Correct on that, would need to have 15 amp breaker.

I have run into this sort of situation more frequently with multiple motor circuits in one raceway, but with those 240.3 sends you to art 430 where overcurrent protection rules are different from the general rules, reality is motor conductors are protected to same level as the motor overload protection even though the short circuit/ground fault protection is usually higher than the general rules
 

kwired

Electron manager
Location
NE Nebraska
As dumb as it sounds that would still be at least 9 CCC's (depending on if the neutral were run with the ungrounded conductor) so derating is required
and it still ends up with each conductor carrying less than the derated ampacity. Overcurrent protection required can be impacted though as was mentioned in my other reply.
 

don_resqcapt19

Moderator
Staff member
Location
Illinois
It doesn't matter that they're on the same circuit, you count the number of CCC's and derate based on that. I agree, split a 9 amp load over 9 conductors and it will generate almost no heat.
This would be a good place for a 2023 PI, but not sure what the language would look like to make it understandable.

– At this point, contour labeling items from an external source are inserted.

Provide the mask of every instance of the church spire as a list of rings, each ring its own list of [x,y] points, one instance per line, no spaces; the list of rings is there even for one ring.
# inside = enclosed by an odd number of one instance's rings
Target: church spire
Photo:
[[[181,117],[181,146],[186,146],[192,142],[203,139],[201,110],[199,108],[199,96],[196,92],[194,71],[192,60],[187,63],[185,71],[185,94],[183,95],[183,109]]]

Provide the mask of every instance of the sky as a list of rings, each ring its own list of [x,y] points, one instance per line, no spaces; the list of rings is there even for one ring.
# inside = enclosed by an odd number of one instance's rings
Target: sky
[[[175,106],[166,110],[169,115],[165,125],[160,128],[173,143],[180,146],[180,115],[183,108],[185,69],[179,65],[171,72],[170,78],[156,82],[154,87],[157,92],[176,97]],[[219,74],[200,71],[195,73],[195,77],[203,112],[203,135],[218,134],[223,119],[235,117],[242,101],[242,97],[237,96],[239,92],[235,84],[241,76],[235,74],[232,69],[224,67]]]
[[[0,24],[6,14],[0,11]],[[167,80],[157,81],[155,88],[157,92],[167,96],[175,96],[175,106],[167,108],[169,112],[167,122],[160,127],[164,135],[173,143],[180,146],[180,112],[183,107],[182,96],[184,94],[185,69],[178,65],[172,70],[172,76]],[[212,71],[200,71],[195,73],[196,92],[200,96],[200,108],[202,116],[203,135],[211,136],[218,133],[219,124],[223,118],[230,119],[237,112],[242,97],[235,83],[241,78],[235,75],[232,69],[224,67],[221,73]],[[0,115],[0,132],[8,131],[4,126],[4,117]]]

16 conductors each carrying 5 amps, would produce the same total heat as 2 conductors of the same size each carrying 20 amps.
 

tortuga

Senior Member
Location
(44.057116, -123.103394)
Occupation
field supervisor
Situation: Lighting Control. A single 20a circuit feeds 8 lighting loads in a room. The contractor ran 8 hots and 8 neutrals for a total of 16 current carrying conductors in a 20' run of 1-1/2" emt from the control module to a j-box in the ceiling where lighting loads are. According to 310.15(b)(3), these should be de-rated by 50%.
They do make smaller than 15 amp breakers that are sometimes used in lighting control panels.
These fall under supplementary over-current protection.
This would be a good place for a 2023 PI, but not sure what the language would look like to make it understandable.

16 conductors each carrying 5 amps, would produce the same total heat as 2 conductors of the same size each carrying 20 amps.
Yeah some kind of wording recognizing supplemental protection like smaller breakers for lighting.
 

wwhitney

Senior Member
Location
Berkeley, CA
This would be a good place for a 2023 PI, but not sure what the language would look like to make it understandable.
How about something like "where two or more current carrying conductors are protected by a single overcurrent device, and the currents in them are additive at the overcurrent device, they may be counted as a single current carrying conductor."